Durante estas semanas de incerteza na liderança do banco, tanto o governador Carlos Costa como o primeiro-ministro fizeram as primeiras declarações a acalmar os depositantes do BES. Ambos garantem agora que, de acordo com as informações que tinham na altura, ainda nada fazia crer o que iria acontecer ao banco.
 
Já com Vítor Bento à frente do BES, uma sucessão de eventos, tanto em Portugal como no Luxemburgo (onde decorriam processos com outras empresas do GES), apertou o cerco o Grupo, culminando com as buscas à sede e a detenção de Ricardo Salgado, no âmbito da operação Monte Branco. O banqueiro foi ouvido pelo juiz Carlos Alexandre e deixou o tribunal acusado de burla, falsificação de documentos e branqueamento de capitais e abuso de confiança. E, para o fazer, pagou 3 milhões de euros de caução.

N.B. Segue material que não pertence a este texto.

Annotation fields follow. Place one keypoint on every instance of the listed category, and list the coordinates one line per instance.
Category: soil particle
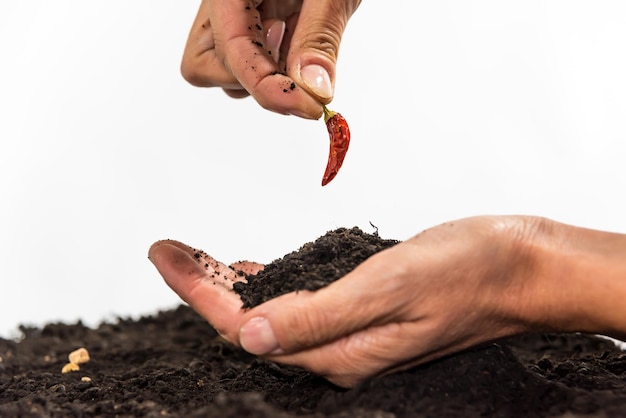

Ao mesmo tempo, ficou a saber-se que a PT investiu 900 milhões de euros na Rioforte e começou a desencadear-se em paralelo uma crise na empresa de telecomunicações, que veio a culminar nas saídas de Henrique Granadeiro e Zeinal Bava e na venda da PT aos franceses da Altice.
 
Voltando ao BES, e já depois de até Cavaco Silva ter mostrado confiança no banco, numa semana, tudo se apressou radicalmente. A 28 de julho, ainda o Banco de Portugal estaria a ponderar uma recapitalização privada, e a notícia do «Expresso» caiu que nem uma bomba: vinham aí prejuízos recorde. No dia seguinte, e depois do mesmo ter acontecido com ESI e Rioforte, é aceite o pedido de gestão controlada da ESFG no Luxemburgo. Todo o Grupo estava em causa. A 30 de julho, não havia como fugir aos prejuízos de 3,6 mil milhões de euros só do BES. A derrocada das ações e, sabe-se agora, o «ultimato» do Banco Central Europeu levaram Carlos Costa e o Governo a agir depressa.
 
De quinta a domingo, alterou-se uma lei para permitir a decisão que ambos consideram a melhor possível: a medida de resolução. Era o fim do BES e o início do Novo Banco, com uma injeção de capital de quase 5 mil milhões de euros. Pelo meio, muitos pequenos e grandes investidores ficaram sem nada. Outros, sob uma suspeita até de fuga de informação, conseguiram desfazer-se dos seus ativos tóxicos a tempo.


 
Três meses depois do colapso, e já depois da saída atribulada de Vítor Bento, começou a comissão de inquérito ao caso no Parlamento. Quando ainda falta ouvir cerca de uma centena de envolvidos, e sabendo-se que os principais protagonistas até serão chamados de novo, pouco ou nada se avançou no apuramento de responsabilidades, uma vez que todos «empurram» as culpas de uns para os outros.
 
Para além dessas responsabilidades, venham a ser elas apuradas pelos deputados, pelos supervisores ou pelos tribunais, importa ainda saber quanto vai custar este colapso aos bolsos dos portugueses. O Governo já se desmentiu nestas contas várias vezes e a oposição continua a não acreditar que, a longo prazo, serão os bancos a pagar uma crise do próprio sistema. De qualquer forma, já não será em 2014 que poderemos responder a essa pergunta.